At around 15h00, a youth, simply known as Fue, led a crowd of about 40 people to the hospital, determined to take the law into their own hands. Fue broke the padlock, hauled the injured soba out of the room, and dragged him outside, where Eliseu Masseca, the son of the unfortunate Alone Masseca, was waiting for him with a knife.

Both Fue and Eliseu struck the Soba Chimbidi several times on the head with their knives. “Fue’s knife got bent. He stopped, straightened the knife, sharpened it on a stone and proceeded to re-join Eliseu in stabbing the victim again and again, around the head, ears, arms and legs, while the rest of the gang hit him in the chest with cudgels”, explains António Chimbidi.

“We saw the whole thing. We were two brothers against a gang of over 40 people, armed with knives and sticks. They knew we were his sons. In the end, we fled in terror”, laments António Chimbidi.

At around 18h00 of the same day, the sons returned to the hospital, where they found their father, still breathing, lying in the spot where he had been stabbed. He was covered in blood. The doctors had also fled the hospital as a result of threats.

A passer-by next to the headman was screaming about the lack of humanity of the authors of such an atrocity.

The sons lifted up their father between them and took him back into the hospital. After about an hour, one of the doctors came back, and treated the injured man’s wounds.

Early the next morning, on November 10, the soba woke up and asked his son António to get a pen and some paper to record the incident.

He asked for the names of the members of the delegation to the Congo to be recorded. He also dictated the names of all the attackers he recognised. He explained the order given by the first secretary of the MPLA to the family of Alone Masseca, to dispose of the soba as they saw fit. He told about the presence of the commander in the jango, and the role he played in this arbitrary conviction.

At around 18h00 on the same day, Soba Chimbidi died.

Witchcraft, not Murder
In court, both the secretary of the MPLA and the police commander confirmed the narrative about the accusations of witchcraft, the procedures followed and their consequences. They denied any moral responsibility for the brutal killing of the soba. They both stated that they had left the jango before the soba was beaten.

Maka Angola found out from an official source that the provincial governor of Moxico and provincial first secretary of the MPLA, João Ernesto dos Santos “Liberdade”, took it upon himself personally to provide legal assistance to his subordinate Alberto Tchinongue Catolo. The high-flying law firm Paula Godinho & Associados represented the defendant, while the Associação Mãos Livres, a public interest legal practice, worked pro bono for the family of the soba.

Judge Pereira da Silva showed great courage and capability in the performance of his duties, by taking the case to trial, in spite of adverse pressure.

Initially, preparatory instruction assigned a false identification number to the case file delivered to the family, so that they would try to obtain information about a non-existent investigation. Local activists took it upon themselves to denounce this manoeuvre, which is fast becoming common practice as a means of ensuring that inconvenient cases never see the light of day.

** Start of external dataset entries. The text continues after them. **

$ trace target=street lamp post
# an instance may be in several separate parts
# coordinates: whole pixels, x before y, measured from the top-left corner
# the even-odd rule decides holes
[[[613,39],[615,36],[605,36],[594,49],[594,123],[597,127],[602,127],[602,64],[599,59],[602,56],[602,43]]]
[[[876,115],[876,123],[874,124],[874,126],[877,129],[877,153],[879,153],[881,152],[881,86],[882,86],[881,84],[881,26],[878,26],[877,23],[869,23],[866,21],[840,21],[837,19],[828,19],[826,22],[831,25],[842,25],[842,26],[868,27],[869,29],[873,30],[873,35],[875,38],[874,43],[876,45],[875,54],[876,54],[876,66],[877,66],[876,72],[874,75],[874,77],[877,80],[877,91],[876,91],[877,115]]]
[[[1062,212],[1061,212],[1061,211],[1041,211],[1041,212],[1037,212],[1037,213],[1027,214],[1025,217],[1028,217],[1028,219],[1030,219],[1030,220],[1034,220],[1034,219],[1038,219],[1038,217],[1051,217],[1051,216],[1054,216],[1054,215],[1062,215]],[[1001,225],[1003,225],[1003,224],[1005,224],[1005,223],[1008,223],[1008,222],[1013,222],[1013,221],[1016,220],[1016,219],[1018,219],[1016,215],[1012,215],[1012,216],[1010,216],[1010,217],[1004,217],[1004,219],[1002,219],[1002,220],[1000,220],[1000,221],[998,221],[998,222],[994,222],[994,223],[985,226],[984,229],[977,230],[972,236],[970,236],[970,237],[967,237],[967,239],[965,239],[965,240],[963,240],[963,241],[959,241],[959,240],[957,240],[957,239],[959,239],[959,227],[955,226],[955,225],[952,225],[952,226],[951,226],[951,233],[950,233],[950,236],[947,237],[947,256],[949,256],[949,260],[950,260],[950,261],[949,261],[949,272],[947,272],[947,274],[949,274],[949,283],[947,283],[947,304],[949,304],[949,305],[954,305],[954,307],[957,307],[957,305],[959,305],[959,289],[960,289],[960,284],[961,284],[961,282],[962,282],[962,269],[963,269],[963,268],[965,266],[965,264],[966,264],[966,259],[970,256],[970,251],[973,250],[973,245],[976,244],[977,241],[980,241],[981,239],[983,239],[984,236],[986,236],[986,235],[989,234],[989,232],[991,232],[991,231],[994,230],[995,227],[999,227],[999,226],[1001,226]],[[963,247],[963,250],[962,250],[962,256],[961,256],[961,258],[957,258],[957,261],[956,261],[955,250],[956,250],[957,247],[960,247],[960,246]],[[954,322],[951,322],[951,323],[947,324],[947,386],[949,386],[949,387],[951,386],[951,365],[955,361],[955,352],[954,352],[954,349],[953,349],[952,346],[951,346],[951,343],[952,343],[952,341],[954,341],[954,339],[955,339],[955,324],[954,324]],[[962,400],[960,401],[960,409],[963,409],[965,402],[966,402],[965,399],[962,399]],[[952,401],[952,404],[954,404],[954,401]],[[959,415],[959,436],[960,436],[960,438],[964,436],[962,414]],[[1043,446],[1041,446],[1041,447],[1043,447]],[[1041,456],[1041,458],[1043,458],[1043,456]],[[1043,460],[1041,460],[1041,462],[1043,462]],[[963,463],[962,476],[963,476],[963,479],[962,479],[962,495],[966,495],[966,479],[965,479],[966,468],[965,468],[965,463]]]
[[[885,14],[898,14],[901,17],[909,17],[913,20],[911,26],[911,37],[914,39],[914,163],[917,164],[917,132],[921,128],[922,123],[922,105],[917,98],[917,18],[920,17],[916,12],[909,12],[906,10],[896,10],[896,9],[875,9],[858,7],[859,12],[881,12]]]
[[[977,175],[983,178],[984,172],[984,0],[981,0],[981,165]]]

Attorney Zola Bambi, from Associação Mãos Livres, stated that, regarding the sentence, “the most  important was to transmit to society, in Moxico, that there are laws to be upheld. People cannot take justice into their own hands.”

For the lawyer, “it was a great trial against obscurantism and ignorance.”

In Moxico, accusations of witchcraft and death sentences by lynching or poisoning are engrained in local society, up to and including the highest levels of the provincial government.

The convictions represented a breakthrough on the political cover-up of these acts by the local administration. Such acts have enshrined in Moxico a Medieval-style system of justice and political engagement.